N.B.:  I'm discussing a basic Forth system, approximating 
FIG-FORTH, which is as close to standardized as Forth gets. 
There have been considerable variations.  My favorite was 
Neon, an Object-Oriented Forth for the Mac from Kyria Systems 
(now long defunct).  If they hadn't died while attempting to 
transition to MSWind95 I might have ended up as a Forth 
programmer.

But don't confuse Forth, in any of it's variations, with D. 
Forth didn't really create compiled code...and it also wasn't 
an interpreter in any normal sense of the term.  (I'd say 
isn't, but I'm not really familiar with current Forths.) 
Forth was what was called a "Threaded Interpretive Language". 

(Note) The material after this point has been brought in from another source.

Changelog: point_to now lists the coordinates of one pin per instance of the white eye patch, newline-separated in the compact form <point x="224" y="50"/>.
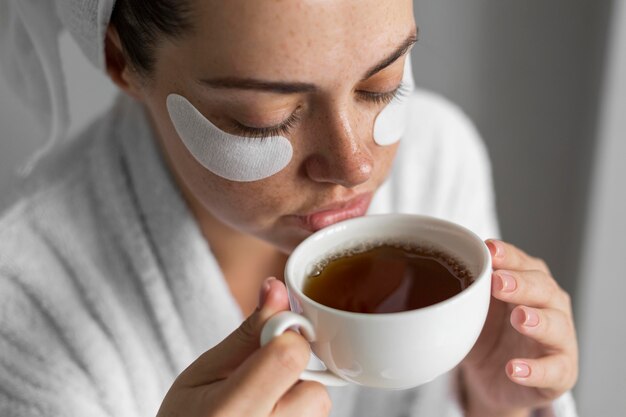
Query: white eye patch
<point x="391" y="121"/>
<point x="232" y="157"/>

  It might be best to say that you didn't program Forth, you 
built a software machine that when run did what you wanted to 
program to accomplish.

OTOH, looked at from a different angle, the closest analog to 
Forth is Smalltalk.  But Smalltalk has too much grammar. 
Still, they both have that system library that is grown by 
users...and which makes the environment both richer and more 
complicated to use than languages like D, where the libraries 
are more distinct from the language.